Tomorrow the villagers in Suwung will wake to the early morning sounds of cockerels out-crowing each other, followed by the coughing sounds of adults waking and the kids bathing in tin buckets filled with dirty water.

The reason I write this is to distress you.  I hope it did the job, and I hope you stay distressed because we’re in the 21st century, even though conditions in Suwung Village are little different to that of any European village in the 15th century.

What you choose to do next is the last real hope the villagers have.

I’m sending this out to support the villagers as Alex and Ivan are doing in their own way. If you’re inclined to donate even a one time small amount, you’ll be helping us to help them.

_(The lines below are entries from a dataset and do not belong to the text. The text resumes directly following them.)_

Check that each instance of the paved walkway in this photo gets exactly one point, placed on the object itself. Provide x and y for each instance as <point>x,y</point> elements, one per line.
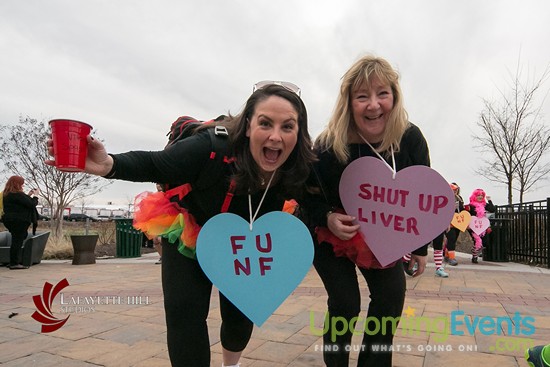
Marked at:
<point>130,329</point>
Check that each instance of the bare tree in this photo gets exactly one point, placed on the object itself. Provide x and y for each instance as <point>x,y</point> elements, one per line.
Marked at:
<point>23,152</point>
<point>514,135</point>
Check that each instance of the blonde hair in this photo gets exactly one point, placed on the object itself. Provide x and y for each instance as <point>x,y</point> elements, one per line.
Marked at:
<point>341,125</point>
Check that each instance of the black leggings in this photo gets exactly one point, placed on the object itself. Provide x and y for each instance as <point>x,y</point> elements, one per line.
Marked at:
<point>18,230</point>
<point>186,303</point>
<point>452,237</point>
<point>387,293</point>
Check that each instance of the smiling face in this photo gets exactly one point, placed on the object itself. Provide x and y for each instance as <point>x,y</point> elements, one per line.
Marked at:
<point>273,133</point>
<point>371,107</point>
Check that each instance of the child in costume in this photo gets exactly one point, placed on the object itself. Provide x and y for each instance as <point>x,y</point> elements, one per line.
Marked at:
<point>478,207</point>
<point>453,232</point>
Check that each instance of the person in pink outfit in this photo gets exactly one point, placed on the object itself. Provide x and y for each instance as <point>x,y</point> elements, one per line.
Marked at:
<point>479,206</point>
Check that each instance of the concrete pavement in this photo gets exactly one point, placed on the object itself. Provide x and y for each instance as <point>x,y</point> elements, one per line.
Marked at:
<point>128,328</point>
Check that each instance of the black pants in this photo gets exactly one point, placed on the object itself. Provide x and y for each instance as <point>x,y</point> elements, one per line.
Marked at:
<point>387,294</point>
<point>186,303</point>
<point>18,230</point>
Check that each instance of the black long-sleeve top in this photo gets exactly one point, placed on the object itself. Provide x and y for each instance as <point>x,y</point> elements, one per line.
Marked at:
<point>19,206</point>
<point>184,162</point>
<point>328,170</point>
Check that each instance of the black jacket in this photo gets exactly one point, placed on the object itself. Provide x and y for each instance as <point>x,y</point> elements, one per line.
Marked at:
<point>19,206</point>
<point>325,177</point>
<point>184,162</point>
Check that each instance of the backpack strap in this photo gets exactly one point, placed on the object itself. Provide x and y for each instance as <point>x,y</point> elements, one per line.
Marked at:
<point>214,169</point>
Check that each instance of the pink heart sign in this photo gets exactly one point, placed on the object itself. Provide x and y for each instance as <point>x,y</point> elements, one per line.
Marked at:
<point>396,215</point>
<point>479,225</point>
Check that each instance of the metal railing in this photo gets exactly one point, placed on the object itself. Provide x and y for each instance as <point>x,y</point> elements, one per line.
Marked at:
<point>527,228</point>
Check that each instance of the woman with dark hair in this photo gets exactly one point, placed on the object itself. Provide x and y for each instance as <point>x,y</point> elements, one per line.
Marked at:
<point>269,150</point>
<point>19,210</point>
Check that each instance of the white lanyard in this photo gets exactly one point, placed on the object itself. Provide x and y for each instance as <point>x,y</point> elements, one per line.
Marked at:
<point>379,156</point>
<point>253,218</point>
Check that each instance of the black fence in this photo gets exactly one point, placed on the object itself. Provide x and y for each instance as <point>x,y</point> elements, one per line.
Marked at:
<point>524,232</point>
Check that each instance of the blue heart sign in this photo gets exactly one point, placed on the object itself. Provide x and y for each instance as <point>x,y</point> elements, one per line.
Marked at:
<point>256,269</point>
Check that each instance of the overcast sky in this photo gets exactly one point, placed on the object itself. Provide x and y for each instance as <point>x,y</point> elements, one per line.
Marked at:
<point>131,67</point>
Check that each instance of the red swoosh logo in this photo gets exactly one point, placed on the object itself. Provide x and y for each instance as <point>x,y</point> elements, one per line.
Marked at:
<point>43,305</point>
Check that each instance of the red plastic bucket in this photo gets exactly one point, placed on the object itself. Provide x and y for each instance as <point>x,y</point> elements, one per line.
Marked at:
<point>70,146</point>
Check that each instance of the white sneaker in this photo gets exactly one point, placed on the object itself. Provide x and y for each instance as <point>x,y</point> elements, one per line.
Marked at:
<point>441,273</point>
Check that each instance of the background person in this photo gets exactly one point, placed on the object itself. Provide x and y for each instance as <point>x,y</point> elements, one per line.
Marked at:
<point>479,207</point>
<point>369,120</point>
<point>453,232</point>
<point>272,149</point>
<point>19,210</point>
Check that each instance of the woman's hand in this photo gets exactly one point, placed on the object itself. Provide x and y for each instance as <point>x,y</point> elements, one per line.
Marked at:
<point>420,261</point>
<point>98,162</point>
<point>341,225</point>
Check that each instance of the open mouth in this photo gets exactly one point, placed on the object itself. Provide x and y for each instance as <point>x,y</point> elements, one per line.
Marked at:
<point>271,155</point>
<point>373,117</point>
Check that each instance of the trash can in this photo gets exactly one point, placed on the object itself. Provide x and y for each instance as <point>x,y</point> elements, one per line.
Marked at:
<point>128,239</point>
<point>498,241</point>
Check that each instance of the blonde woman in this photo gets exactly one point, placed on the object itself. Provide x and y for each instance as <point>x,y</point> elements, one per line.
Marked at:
<point>369,120</point>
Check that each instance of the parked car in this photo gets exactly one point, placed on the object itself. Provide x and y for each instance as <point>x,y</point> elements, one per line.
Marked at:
<point>79,218</point>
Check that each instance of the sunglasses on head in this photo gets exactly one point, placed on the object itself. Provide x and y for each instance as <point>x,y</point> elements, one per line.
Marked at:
<point>287,85</point>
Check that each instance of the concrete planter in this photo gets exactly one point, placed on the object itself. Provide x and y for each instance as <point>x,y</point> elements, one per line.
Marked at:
<point>84,248</point>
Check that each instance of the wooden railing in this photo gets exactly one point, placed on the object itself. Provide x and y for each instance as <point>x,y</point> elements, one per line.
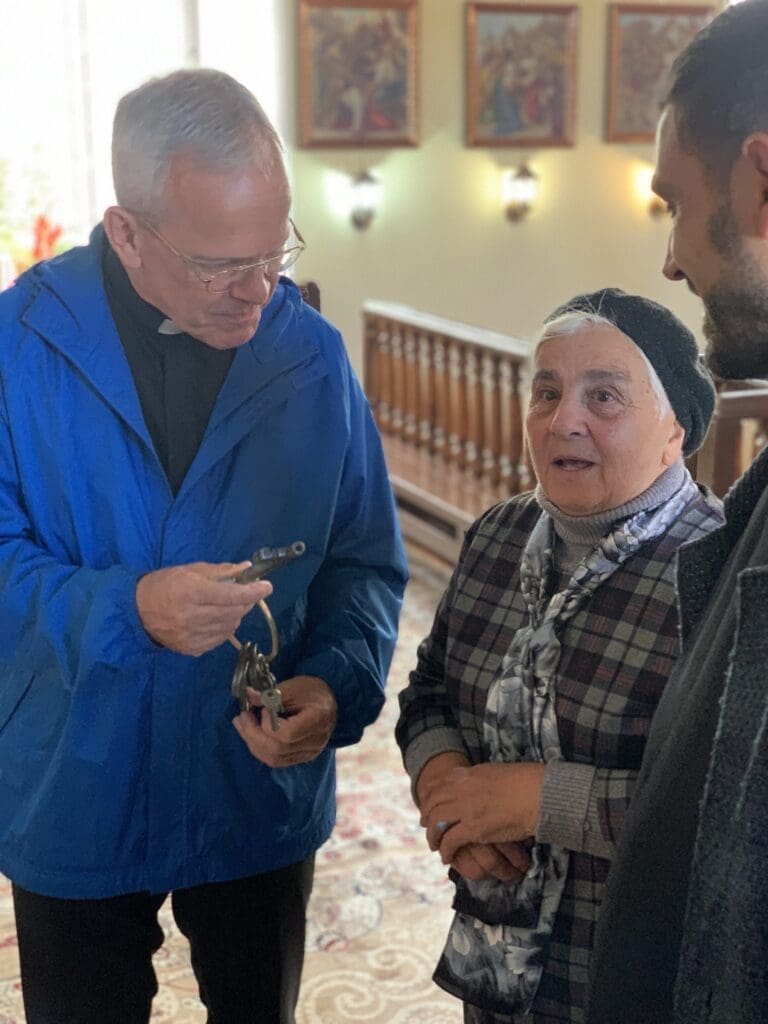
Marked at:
<point>448,398</point>
<point>738,431</point>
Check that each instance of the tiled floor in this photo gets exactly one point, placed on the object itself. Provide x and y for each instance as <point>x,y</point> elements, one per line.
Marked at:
<point>380,907</point>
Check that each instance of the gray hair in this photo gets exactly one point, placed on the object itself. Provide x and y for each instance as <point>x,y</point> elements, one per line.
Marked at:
<point>200,112</point>
<point>577,322</point>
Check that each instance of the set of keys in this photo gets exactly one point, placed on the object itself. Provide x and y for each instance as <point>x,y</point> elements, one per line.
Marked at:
<point>253,668</point>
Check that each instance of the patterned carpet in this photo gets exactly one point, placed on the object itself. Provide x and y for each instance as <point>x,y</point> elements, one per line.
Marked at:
<point>380,908</point>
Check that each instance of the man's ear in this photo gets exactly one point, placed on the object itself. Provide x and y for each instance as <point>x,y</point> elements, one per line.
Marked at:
<point>121,228</point>
<point>755,152</point>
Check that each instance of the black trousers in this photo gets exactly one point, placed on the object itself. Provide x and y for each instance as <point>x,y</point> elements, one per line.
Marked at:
<point>89,962</point>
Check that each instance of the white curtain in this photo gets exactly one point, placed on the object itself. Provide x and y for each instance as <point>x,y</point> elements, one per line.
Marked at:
<point>65,64</point>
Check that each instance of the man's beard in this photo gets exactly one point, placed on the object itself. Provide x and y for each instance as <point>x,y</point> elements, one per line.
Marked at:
<point>736,320</point>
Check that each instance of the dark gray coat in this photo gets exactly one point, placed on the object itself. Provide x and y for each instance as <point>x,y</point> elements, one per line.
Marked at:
<point>683,937</point>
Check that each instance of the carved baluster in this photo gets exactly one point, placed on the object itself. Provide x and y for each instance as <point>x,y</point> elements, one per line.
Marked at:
<point>411,384</point>
<point>457,385</point>
<point>473,407</point>
<point>426,391</point>
<point>507,459</point>
<point>521,385</point>
<point>441,396</point>
<point>371,379</point>
<point>378,371</point>
<point>398,380</point>
<point>489,390</point>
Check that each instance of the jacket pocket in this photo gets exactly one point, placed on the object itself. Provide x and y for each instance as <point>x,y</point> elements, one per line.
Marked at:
<point>11,697</point>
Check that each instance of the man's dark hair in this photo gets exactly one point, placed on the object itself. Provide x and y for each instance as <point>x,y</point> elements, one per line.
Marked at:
<point>719,86</point>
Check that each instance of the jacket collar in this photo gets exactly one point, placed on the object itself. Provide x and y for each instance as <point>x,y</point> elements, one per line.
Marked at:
<point>701,563</point>
<point>70,310</point>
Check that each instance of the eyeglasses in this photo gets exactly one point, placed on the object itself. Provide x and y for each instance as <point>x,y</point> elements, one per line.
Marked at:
<point>221,281</point>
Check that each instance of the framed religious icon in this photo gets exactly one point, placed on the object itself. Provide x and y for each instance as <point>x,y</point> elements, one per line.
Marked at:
<point>643,41</point>
<point>358,73</point>
<point>521,74</point>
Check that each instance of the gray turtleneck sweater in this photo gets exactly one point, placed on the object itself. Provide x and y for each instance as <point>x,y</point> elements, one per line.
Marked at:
<point>568,811</point>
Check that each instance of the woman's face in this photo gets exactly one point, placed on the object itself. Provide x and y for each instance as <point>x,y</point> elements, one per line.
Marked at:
<point>593,427</point>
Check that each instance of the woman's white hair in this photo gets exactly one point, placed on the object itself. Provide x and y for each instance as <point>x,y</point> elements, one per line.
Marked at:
<point>578,322</point>
<point>200,112</point>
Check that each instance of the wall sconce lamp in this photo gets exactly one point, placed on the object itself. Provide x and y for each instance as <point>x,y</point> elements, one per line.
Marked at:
<point>520,192</point>
<point>365,199</point>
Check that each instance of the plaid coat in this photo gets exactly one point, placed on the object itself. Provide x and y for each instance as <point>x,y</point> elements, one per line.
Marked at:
<point>616,655</point>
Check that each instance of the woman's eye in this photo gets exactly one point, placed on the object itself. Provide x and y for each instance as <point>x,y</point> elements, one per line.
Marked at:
<point>603,395</point>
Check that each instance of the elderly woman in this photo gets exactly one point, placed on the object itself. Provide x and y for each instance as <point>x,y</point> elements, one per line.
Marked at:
<point>524,722</point>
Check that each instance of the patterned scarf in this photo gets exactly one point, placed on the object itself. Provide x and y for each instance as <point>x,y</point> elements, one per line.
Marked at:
<point>497,945</point>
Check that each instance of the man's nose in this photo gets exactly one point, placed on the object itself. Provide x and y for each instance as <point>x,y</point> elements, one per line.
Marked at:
<point>671,267</point>
<point>254,286</point>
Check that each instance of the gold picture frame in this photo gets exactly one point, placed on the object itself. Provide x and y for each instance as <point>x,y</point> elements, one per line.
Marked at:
<point>358,73</point>
<point>643,41</point>
<point>521,74</point>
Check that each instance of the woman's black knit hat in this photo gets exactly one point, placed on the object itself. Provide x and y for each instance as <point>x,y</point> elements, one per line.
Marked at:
<point>669,346</point>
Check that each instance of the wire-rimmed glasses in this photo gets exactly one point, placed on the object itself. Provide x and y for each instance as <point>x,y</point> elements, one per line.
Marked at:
<point>222,280</point>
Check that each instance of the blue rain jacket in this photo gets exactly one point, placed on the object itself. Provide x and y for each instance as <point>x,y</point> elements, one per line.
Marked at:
<point>120,769</point>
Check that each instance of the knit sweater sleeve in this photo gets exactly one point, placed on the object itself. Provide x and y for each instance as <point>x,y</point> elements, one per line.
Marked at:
<point>583,808</point>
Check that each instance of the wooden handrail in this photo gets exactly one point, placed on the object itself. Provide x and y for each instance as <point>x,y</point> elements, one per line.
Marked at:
<point>449,389</point>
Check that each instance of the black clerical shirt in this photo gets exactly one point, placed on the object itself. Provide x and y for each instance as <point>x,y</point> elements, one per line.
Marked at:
<point>176,376</point>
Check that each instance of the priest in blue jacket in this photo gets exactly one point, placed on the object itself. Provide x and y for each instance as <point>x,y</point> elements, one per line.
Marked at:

No-one is asking you to contribute monthly but something, anything will help those children grow into adults with a chance.

Look here:

There’s a poignant line from the film Shirley Valentine that seems appropriate here:  

“I’ve led such a little life, and even that’ll be over pretty soon.  

I have allowed myself to lead this little life when inside me there was so much more, and it’s all gone unused.  And now it never will be. 

Why do we get all this life if we don’t ever use it? Why do we get all these feelings and dreams and hopes if we don’t ever use them?

That’s where Shirley Valentine disappeared to. She got lost in all this unused life.”